Giuseppe Futia: Love Means Showing Up

Words Tom Veréb Czibolya
Photography Serhii Vasyliev

Breakout star of Netflix’s La Dolce Villa, Italian actor Giuseppe Futia represents a generation that refuses outdated labels, blending softness with intensity, art with identity, and love with ambition. Living in New York and working across film, fashion, and commercial storytelling, identity becomes a moving target shaped by love, challenge, and relentless curiosity. After shooting his Container Love editorial with photographer Serhii Vasilyev and stylist Daniel Martinez, we sat down with Giuseppe to talk about roles that shift the self, stereotypes worth breaking, and what it truly means to choose excitement over expectation.

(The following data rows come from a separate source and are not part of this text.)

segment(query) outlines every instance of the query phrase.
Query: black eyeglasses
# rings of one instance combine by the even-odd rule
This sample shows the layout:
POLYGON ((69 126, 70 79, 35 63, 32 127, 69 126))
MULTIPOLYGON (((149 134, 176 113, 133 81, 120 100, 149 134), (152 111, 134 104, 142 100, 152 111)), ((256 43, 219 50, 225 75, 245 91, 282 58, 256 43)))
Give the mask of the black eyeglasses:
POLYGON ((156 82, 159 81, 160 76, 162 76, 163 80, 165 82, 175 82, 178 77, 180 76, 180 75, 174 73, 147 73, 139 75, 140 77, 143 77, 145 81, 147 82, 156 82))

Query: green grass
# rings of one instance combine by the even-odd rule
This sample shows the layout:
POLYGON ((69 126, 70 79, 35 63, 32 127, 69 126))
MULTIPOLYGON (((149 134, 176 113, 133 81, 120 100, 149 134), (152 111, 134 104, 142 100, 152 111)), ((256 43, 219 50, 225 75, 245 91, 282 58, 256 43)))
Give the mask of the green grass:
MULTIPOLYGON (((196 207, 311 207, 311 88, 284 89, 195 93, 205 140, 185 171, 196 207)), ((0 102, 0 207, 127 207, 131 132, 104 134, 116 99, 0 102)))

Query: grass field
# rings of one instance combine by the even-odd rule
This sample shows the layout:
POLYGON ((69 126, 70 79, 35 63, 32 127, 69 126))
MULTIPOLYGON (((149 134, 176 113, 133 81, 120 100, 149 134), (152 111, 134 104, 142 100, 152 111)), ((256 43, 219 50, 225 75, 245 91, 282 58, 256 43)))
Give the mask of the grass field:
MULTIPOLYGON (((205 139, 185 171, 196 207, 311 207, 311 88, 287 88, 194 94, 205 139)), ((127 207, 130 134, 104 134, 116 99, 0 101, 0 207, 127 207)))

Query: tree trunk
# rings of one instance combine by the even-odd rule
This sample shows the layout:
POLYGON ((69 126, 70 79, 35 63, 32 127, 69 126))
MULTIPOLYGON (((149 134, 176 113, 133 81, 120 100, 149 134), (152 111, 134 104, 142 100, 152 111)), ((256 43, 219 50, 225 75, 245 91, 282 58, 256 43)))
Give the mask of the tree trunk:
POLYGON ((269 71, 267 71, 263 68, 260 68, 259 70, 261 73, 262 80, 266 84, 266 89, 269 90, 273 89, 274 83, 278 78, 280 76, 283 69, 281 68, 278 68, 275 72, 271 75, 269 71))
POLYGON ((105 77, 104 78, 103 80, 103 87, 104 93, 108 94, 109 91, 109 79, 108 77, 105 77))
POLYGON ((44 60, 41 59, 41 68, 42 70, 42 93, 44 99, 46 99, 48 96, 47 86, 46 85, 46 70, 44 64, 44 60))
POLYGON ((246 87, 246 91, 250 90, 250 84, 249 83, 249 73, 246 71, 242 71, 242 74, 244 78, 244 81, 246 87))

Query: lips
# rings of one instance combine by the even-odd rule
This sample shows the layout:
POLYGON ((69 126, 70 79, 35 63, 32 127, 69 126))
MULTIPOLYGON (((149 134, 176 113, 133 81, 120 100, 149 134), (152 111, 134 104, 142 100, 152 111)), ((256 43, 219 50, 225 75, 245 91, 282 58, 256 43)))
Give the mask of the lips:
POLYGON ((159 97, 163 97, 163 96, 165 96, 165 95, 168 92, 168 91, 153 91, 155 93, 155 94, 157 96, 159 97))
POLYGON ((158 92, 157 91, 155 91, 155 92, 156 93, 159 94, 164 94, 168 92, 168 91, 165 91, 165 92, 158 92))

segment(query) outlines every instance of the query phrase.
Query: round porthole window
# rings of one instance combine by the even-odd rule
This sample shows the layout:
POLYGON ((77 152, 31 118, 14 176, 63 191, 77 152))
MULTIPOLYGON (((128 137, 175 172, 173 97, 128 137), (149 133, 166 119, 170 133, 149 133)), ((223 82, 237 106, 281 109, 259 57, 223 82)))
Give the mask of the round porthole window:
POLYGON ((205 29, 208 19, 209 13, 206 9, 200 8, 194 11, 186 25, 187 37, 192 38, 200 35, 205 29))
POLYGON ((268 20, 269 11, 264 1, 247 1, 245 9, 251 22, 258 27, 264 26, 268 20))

Photographer Serhii Vasyliev, Creative Direction & Styling Daniel Martinez, Talent Giuseppe Futia, Styling Assistant Emily Rivero, Make-up Artist Dalí Diaz, Brands Ciento Cinco Lunares, Raw, Cry Baby Craft, Flavante, Ternurx, Mecheo

“People say that reading allows you to live many lives – acting does the same. It’s the possibility of living endless experiences I might never have access to in any other job.”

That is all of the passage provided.